FraiseQL is database-first. You write the SQL views that power your GraphQL API. This is a deliberate choice — and it’s the reason FraiseQL can guarantee single-query execution, zero N+1 problems, and predictable performance.

Most GraphQL frameworks generate SQL behind the scenes. You write resolvers or schema definitions, and something you can’t see produces queries you can’t easily debug. When performance degrades, you’re reverse-engineering an abstraction layer.

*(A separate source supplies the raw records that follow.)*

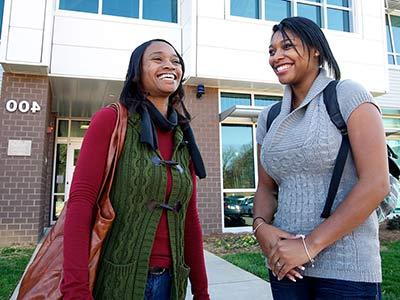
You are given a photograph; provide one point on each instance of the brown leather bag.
(43, 278)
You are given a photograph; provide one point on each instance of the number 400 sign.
(22, 106)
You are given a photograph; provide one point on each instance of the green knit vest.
(139, 185)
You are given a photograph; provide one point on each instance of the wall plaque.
(19, 148)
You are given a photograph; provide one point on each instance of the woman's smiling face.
(161, 71)
(290, 59)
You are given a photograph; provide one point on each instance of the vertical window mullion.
(261, 4)
(255, 160)
(392, 38)
(141, 9)
(324, 5)
(100, 7)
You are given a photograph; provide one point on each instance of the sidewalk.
(226, 281)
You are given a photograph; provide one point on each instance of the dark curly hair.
(132, 95)
(312, 37)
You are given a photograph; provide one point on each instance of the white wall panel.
(25, 22)
(223, 63)
(103, 33)
(101, 47)
(189, 34)
(28, 13)
(237, 48)
(24, 45)
(211, 8)
(392, 98)
(89, 62)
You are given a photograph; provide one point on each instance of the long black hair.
(311, 36)
(132, 95)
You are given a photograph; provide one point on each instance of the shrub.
(394, 223)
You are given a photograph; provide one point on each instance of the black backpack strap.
(332, 106)
(273, 113)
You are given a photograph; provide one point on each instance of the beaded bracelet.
(303, 239)
(254, 220)
(255, 229)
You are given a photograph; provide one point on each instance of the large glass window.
(311, 12)
(91, 6)
(123, 8)
(159, 10)
(238, 159)
(331, 14)
(237, 156)
(276, 10)
(248, 9)
(393, 39)
(230, 99)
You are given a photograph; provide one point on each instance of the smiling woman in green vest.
(155, 242)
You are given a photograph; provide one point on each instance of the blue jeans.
(158, 287)
(311, 288)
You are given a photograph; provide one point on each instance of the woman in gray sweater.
(310, 257)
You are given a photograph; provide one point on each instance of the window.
(248, 9)
(238, 159)
(276, 10)
(393, 39)
(159, 10)
(91, 6)
(331, 14)
(231, 99)
(237, 156)
(123, 8)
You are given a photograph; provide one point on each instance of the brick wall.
(24, 180)
(205, 125)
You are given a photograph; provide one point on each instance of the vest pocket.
(113, 280)
(182, 276)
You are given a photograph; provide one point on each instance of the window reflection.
(311, 12)
(388, 38)
(238, 209)
(123, 8)
(160, 10)
(344, 3)
(237, 156)
(338, 12)
(276, 10)
(265, 100)
(91, 6)
(395, 21)
(248, 9)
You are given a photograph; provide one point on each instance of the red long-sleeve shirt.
(85, 185)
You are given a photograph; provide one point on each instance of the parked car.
(246, 207)
(232, 207)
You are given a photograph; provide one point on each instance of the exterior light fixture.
(200, 90)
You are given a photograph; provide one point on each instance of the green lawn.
(13, 261)
(254, 263)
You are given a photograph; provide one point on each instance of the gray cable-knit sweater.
(299, 153)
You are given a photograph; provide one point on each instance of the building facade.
(65, 59)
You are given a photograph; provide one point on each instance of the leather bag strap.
(333, 109)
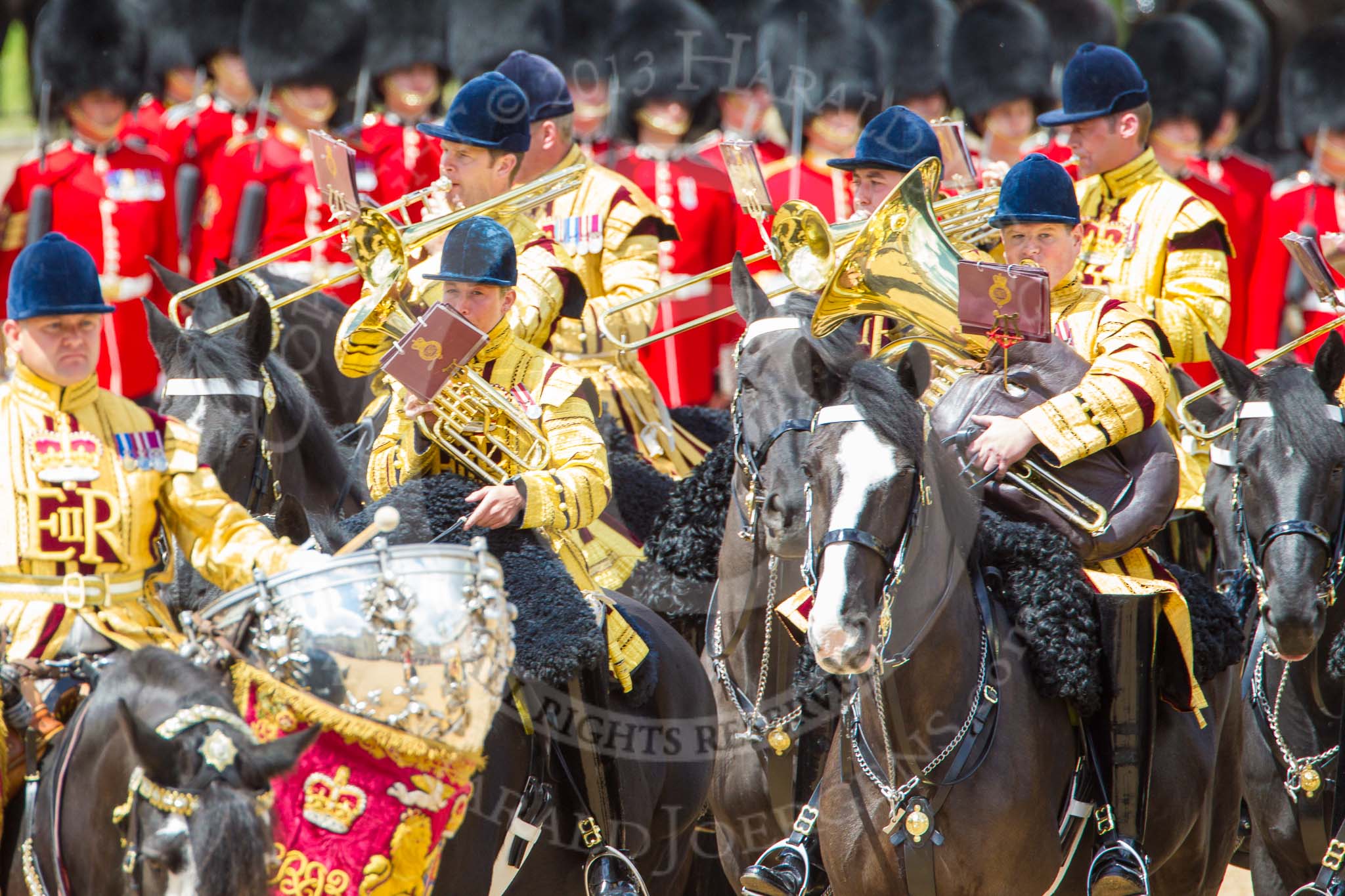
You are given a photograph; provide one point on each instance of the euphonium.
(903, 267)
(468, 412)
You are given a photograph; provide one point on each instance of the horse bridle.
(218, 752)
(751, 459)
(892, 557)
(1252, 553)
(263, 481)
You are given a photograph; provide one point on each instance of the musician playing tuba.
(1124, 393)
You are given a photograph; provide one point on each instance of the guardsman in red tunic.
(218, 116)
(112, 198)
(1000, 77)
(1187, 72)
(830, 100)
(407, 58)
(663, 108)
(170, 78)
(310, 54)
(1312, 203)
(1072, 23)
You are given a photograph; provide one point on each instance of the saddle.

FraiseQL takes the opposite approach: you write the SQL. The view you write is the query that runs. There’s nothing hidden.

This gives you:

  • Predictable performance — you see the query plan, you understand the cost
  • Full database power — CTEs, window functions, stored procedures, custom aggregations (PostgreSQL, SQL Server, MySQL, SQLite — extensible to any database with a Rust driver)
  • No ORM impedance mismatch — your data model is your data model, not a compromise
  • Debuggable queriesEXPLAIN ANALYZE on the exact SQL that serves your API

Every SQL view in FraiseQL follows the same pattern: an id column and a data JSONB column.

CREATE VIEW v_user AS
SELECT
u.id,
jsonb_build_object(
'id', u.id::text,
'name', u.name,
'email', u.email
) AS data
FROM tb_user u;

That’s it. The pattern is consistent across all databases, and you have a view that FraiseQL maps to a User GraphQL type.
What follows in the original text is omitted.